There were two “Bounce” tracks that broke during the Winter Music Conference – not Melbourne bounce – but bouncy electro tracks which feature the word bounce as if to describe the way you dance to it. Showtek & Ookay unleashed “Bouncer,” which added a bit of trap and synth-pop with the commanding chant to “Let Me See You Bounce.” While not sounding exactly like “Ode to Oi” or “What’s Up Suckaz,” it is easy to identify “Bounce Generation” as a TJR track. Working with Italian “Raveology” duo Vinai, TJR spruces up his signature with the chant “everybody make it bounce,” a heavily-accented female voice saying “bass keeps pumping” (or at least that’s what it sounds like), and a dropout with a sick, rolling buildup. Crowd response is assured as “Bounce Generation” is as instant as a Deorro track – party music for big rooms and festivals that will rile people up to go crazy.
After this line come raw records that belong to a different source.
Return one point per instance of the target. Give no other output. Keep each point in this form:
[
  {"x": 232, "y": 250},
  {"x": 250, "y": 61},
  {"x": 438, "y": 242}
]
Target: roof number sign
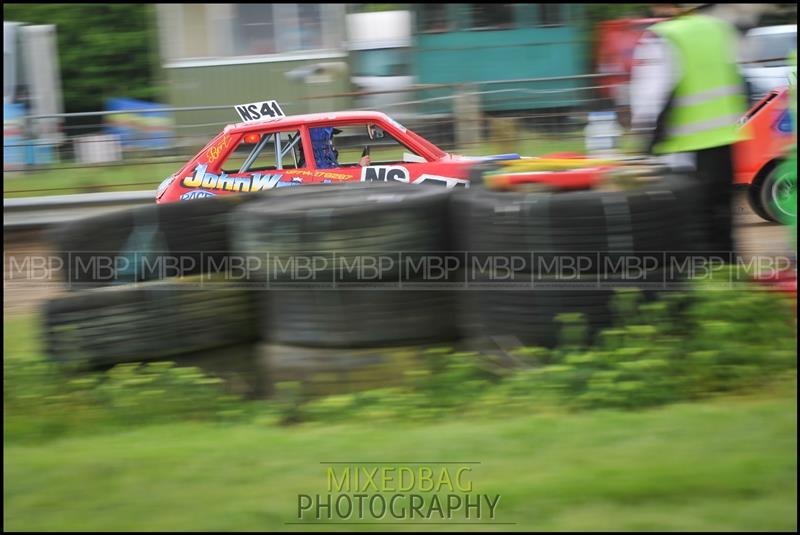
[{"x": 259, "y": 111}]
Yeah, it’s that track. The one that everyone was trying to figure who the producer was. My money was on DVBBS & Bourgeous but it ends up being the “mysterious” KSHMR. Not much is known about “him,” aside from his fear of vowels and love of extinct sharks, since the Instagram is private (though there are over 3000 followers with no posts) and his Facebook/Twitter accounts have just been started. Makes you think that KSHMR is probably a pseudonym, with the person to be unveiled at Spinnin’ Session in Miami (for which this song is the soundtrack of the teaser). Back to the track, it’s a big crowd pleaser with “Tsunami”-esque triplet rolls and a classic musical-vibed breakdown. That may sound strange in print, but it really works as a scary and dark, yet enchanting big room track. Keep an eye on this track as it will no doubt explode into something bigger by the time WMC gets here.